PCIe, DMA, interrupts
Everything that isn't on the CPU die — GPUs, NVMe SSDs, NICs, FPGAs, AI accelerators — talks to the CPU over PCI Express. Lanes are point-to-point serial links; bandwidth doubles every generation. Devices move data via DMA without bothering the CPU. Interrupts let them signal completion. The IOMMU is the gatekeeper that makes the whole thing safe in a multi-tenant or virtualized world. This page is the operational layer that connects the CPU's silicon to everything else in the box.
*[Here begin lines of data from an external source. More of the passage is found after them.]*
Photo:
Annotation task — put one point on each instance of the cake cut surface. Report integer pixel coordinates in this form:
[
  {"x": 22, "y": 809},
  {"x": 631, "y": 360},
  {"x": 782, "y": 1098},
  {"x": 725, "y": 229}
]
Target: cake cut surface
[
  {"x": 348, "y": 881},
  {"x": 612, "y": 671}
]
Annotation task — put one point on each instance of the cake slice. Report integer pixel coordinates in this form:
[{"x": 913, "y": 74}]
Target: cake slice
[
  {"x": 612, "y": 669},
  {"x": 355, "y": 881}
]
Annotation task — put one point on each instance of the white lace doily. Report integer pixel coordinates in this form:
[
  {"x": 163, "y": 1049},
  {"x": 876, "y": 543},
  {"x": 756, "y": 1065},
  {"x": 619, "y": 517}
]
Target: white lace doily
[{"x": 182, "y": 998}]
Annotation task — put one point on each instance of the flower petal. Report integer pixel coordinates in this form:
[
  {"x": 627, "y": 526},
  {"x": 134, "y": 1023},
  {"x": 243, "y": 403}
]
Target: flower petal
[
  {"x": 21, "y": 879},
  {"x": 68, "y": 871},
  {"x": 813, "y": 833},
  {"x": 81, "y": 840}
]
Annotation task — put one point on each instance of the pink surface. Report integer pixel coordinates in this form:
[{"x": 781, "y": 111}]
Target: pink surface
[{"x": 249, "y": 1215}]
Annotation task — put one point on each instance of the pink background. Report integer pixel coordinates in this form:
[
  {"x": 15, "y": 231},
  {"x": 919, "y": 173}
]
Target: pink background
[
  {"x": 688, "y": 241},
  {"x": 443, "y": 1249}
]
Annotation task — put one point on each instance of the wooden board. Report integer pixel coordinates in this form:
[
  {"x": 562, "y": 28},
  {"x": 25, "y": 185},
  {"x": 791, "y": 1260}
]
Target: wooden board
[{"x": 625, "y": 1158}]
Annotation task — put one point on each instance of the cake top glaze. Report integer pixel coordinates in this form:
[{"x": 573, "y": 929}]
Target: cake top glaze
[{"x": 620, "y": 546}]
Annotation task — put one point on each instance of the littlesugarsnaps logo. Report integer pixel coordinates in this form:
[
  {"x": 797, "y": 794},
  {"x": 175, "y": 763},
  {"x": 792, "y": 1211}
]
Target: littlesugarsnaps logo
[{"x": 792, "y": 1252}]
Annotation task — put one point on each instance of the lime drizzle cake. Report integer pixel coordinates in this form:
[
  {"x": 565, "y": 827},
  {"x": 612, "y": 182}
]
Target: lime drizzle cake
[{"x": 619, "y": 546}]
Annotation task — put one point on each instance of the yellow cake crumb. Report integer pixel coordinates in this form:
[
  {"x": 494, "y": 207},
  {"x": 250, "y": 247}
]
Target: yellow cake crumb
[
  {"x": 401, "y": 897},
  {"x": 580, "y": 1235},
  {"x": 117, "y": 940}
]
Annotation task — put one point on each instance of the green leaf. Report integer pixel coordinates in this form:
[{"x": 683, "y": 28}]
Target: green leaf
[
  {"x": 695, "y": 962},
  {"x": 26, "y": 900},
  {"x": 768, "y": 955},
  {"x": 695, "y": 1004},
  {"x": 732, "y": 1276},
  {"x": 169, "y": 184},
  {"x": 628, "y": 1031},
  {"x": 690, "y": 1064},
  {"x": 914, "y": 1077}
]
PCIe is point-to-point, not a bus
PCI's name is misleading: PCIe is not a shared bus. Each lane is an independent pair of wires (one transmit, one receive) running serial data at multi-gigabit rates. A device with an x16 connection has 16 such lane pairs in each direction. There's no contention between devices for the same lane — arbitration only happens upstream at switches and at the root complex.
| Role | Notes |
|---|---|
| Root Complex | Lives on the CPU. Connects PCIe to the rest of the SoC. |
| Switch | Multiplexes one upstream port to many downstream ports. Used to fan out PCIe lanes when the CPU has fewer lanes than slots. |
| Endpoint | The actual device — GPU, NVMe SSD, NIC. Sources or sinks PCIe traffic. |
| Bridge | Translates between PCIe generations or between PCIe and another bus (e.g., CXL). |
Bandwidth scales with lanes × generation
Per-lane bandwidth doubles every generation. Mainstream slot widths are x1, x4, x8, x16; the M.2 slot used by NVMe SSDs is typically x4. A modern GPU plugs into x16; an NVMe drive into x4. The arithmetic:
Lane counts on real CPUs
| CPU | PCIe Gen | Total lanes | Typical use |
|---|---|---|---|
| Intel Core i9-14900K (consumer) | Gen5 + Gen4 | 20 lanes total | x16 GPU + x4 NVMe |
| AMD Ryzen 9 9950X (consumer) | Gen5 | 28 lanes | x16 GPU + 2× x4 NVMe + chipset |
| Apple M4 Max (laptop) | Gen4 (internal) | ~24 lanes equivalent | Internal SSD, Thunderbolt 5, ML accelerators |
| Intel Xeon Sapphire Rapids (server) | Gen5 | 80 lanes per socket | 4× GPU + dozens of NVMe |
| AMD EPYC Genoa (server) | Gen5 | 128 lanes per socket | ~12 GPUs + 24 NVMe |
The lane count is the gate-keeping resource on multi-GPU and high-NVMe systems. Consumer CPUs typically max out at one x16 GPU plus a couple of NVMe drives. Server platforms have 4–6× more, which is why HPC and AI training boxes use them.
DMA — bypassing the CPU
Without DMA, every byte read from a NIC into memory would require a CPU instruction. At 100 Gbps that's ~12 GB/s of CPU-mediated memory writes — every cycle of every core spent moving data. Unworkable. Direct Memory Access lets the device read or write DRAM directly, with the CPU only setting up the transfer and handling completion.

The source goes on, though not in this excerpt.